Use micro-adjustments to make each rep better than the last holding yourself to the highest standard so that rep 1 and rep 101 look precisely the same.  Instead of speed, aim for flawless execution.  Learn the correct mechanics so that every rep becomes easier, more efficient.

When you step up to compete you are like the concert pianist.  The audience cannot see the hours of painstaking practice that has gone into honing your craft.  They cannot see the fumbles, stumbles and missed chords.  You have left those behind in the practice hall.  All that you have brought on stage is the finished product, polished to perfection.

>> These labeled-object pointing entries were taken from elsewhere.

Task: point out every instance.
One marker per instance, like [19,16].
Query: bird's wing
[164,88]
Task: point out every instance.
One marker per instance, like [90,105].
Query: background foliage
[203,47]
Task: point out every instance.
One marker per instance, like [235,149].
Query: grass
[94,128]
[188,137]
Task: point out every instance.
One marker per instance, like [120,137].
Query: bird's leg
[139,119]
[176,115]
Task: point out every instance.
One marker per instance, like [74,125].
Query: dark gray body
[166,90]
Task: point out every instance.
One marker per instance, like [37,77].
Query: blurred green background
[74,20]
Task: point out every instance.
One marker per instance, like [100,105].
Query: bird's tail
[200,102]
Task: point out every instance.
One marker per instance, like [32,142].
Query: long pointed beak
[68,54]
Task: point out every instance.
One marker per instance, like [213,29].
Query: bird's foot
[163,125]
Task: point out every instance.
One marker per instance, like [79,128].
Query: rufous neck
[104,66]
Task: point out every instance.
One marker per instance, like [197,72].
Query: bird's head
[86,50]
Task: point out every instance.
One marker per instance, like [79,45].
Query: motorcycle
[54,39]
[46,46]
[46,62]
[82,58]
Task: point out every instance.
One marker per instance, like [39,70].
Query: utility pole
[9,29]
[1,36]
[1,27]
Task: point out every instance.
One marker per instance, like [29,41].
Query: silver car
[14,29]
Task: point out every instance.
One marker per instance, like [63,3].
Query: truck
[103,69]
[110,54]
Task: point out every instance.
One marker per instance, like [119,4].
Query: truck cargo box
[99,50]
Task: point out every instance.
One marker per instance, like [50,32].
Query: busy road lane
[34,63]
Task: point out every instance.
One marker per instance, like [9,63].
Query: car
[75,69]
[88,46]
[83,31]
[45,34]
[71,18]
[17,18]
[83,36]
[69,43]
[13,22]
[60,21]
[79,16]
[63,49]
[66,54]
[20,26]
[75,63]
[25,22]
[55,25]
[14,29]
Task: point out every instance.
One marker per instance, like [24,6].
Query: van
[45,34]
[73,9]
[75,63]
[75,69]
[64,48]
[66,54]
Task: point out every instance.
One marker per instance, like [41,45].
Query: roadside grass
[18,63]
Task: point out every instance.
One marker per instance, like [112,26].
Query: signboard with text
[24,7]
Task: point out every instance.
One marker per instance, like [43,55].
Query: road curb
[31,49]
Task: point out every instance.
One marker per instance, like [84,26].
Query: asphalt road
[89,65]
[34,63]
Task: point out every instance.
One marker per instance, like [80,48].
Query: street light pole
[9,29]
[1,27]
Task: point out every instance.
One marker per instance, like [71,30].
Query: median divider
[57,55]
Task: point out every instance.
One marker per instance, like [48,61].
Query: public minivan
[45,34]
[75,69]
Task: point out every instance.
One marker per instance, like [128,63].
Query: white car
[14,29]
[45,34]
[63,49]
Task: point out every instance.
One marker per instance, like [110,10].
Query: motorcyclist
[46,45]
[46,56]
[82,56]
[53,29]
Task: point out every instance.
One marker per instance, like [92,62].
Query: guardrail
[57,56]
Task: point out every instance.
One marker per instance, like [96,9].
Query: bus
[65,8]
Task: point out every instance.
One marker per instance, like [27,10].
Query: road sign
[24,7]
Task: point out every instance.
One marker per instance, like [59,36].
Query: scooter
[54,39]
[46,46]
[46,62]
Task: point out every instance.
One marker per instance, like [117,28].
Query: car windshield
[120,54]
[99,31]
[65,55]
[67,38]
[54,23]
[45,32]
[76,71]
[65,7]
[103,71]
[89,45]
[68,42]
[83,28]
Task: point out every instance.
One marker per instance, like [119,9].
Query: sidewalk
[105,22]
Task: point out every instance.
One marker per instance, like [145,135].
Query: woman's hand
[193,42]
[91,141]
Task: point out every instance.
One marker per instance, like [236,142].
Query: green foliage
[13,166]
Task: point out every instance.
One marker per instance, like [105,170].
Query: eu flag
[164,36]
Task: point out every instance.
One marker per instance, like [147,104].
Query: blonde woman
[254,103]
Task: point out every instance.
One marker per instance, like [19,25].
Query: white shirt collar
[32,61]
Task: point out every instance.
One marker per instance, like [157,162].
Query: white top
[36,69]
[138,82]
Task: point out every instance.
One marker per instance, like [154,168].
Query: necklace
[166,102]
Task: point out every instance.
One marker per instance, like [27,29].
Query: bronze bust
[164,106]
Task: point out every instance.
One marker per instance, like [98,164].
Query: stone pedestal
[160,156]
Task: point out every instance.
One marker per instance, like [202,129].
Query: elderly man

Don’t despair errors in practice, that is where they belong.  That is where you push yourself to the margins of your ability.  You fail, you make corrections, and you try again.  You don’t accept sloppy reps or repeat errors.  You correct them immediately so they do not become habits.  You don’t try to finish the piece as quickly as possible, you try to play it as perfectly as you can, mastering first one bar, and then the next.

When you step into the arena to compete, you are calmness and confidence.  You’ve rehearsed this.  You know the dance steps, you know your tempo.  The audience is awed by your composure.  You never struggle.  Your breaks, when you take them, are deliberate.  And if your plan goes awry, if you miss a step, you remain calm wasting no energy on frustration, disappointment or negative thoughts.  You simply revise your plan and carry on as if this was your intent all along.  Only when the final note has played do you surrender to exhaustion and collapse with relief that the dance is done.  Only then will you admit pain.

I suggest reading the Talent Code.  Instead of training harder, learn to train better.  Competitors, learn to think of yourselves as performance artists.  Each CrossFit event is the expression of your art form.  Strive to paint yourself a new masterpiece to add to your gallery each time you compete.